Biochemist’s ovarian cancer research focuses on growth factors



It isn’t a common disease, but ovarian cancer is usually fatal, accounting for more deaths than all other female reproductive cancers. That makes Mythreye Karthikeyan’s research all the more relevant as she zeroes in on the cancer’s Achilles' heel.

“In the past 10 years there’s been a push to get researchers to address why this particular cancer is so devastating,” says Karthikeyan, who began studying ovarian cancer during a postdoctoral fellowship at Duke University. The biochemist focuses on a set of growth factors, some of which are not produced in post-menopausal women. The most recent discovery is one called inhibin, which ovarian cancer tumors seem to make in abundance.

“It’s not clear when and why the tumors start making it or what advantage it might give them,” she says, “but we know that inhibin should not normally be present after menopause.”

We’re trying to straddle both the fundamental science and the translational laboratory-to-bedside aspect. My research is basic in nature, but it can have very quick translational application. 

Mythreye Karthikeyan, biochemistry and pharmacy

Karthikeyan’s lab uses cellular, molecular and biochemical tools to learn more about how ovarian cancer cells respond and adapt to changes in growth factors in the body, and she partners with gynecological hospitals at Duke and Penn State to obtain patient samples for comparison purposes.

“When we make discoveries in the lab, we go back and test the tumor samples to see if what we’re seeing in the lab is really what they’re seeing in the clinic. Then we know it’s not just something happening in a dish or in mice because that can be quite different,” says Karthikeyan, assistant professor in the College of Arts and Sciences. “We’re trying to straddle both the fundamental science and the translational laboratory-to-bedside aspect.

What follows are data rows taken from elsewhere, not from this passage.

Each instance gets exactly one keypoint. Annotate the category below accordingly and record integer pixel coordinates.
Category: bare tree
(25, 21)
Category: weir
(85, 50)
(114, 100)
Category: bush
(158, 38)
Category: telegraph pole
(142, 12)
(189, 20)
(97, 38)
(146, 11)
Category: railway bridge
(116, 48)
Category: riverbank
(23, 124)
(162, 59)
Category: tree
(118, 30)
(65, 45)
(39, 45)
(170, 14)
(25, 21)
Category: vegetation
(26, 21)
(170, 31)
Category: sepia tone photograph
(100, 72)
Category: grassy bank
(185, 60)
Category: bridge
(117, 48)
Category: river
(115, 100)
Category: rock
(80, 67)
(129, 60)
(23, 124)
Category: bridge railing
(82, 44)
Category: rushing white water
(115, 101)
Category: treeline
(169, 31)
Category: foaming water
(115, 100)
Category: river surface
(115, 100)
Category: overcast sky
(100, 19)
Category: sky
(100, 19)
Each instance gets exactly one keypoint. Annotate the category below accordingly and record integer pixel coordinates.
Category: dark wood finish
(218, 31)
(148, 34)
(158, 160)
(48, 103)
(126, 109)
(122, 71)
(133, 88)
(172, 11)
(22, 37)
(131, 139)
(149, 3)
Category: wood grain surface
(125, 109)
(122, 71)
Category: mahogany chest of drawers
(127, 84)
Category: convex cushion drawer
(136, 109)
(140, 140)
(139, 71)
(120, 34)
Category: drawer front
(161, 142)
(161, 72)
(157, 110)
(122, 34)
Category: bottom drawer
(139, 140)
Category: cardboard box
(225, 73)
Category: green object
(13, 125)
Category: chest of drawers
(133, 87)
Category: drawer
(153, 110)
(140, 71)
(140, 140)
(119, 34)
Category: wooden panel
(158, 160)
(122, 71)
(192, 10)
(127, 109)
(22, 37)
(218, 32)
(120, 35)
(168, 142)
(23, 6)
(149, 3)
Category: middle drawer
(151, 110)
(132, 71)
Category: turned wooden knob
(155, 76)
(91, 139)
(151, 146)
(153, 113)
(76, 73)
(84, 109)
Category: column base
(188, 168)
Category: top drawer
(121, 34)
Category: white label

My research is basic in nature, but it can have very quick translational application.”

To that end, Karthikeyan has partnered with a company that has more than a dozen antibodies for inhibin, the growth factor that is abnormally produced by ovarian cancer cells. Eliminating the tumor-produced factor might reduce the cancer’s ability to thrive and spread.

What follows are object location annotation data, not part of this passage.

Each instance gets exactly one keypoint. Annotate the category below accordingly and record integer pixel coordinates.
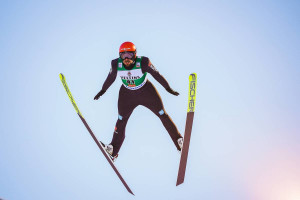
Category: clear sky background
(246, 134)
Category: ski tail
(188, 128)
(63, 80)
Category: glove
(99, 94)
(172, 91)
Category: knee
(162, 114)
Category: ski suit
(137, 90)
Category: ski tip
(61, 76)
(179, 183)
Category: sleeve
(147, 66)
(111, 76)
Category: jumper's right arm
(109, 80)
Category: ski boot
(109, 150)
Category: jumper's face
(127, 61)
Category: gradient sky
(246, 134)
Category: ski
(63, 80)
(188, 128)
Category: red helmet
(127, 46)
(127, 50)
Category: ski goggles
(127, 54)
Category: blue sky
(245, 139)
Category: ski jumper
(137, 90)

“It seems like a promising target. We’re trying to test our hypothesis in vitro and then in animal models to see if it actually works,” she says. “We have obtained a provisional patent for this work.”

She began graduate-level research studies on yeast but soon moved into disease-relevant research. Now in her fifth year at South Carolina, she holds a joint appointment in the drug discovery department in the College of Pharmacy.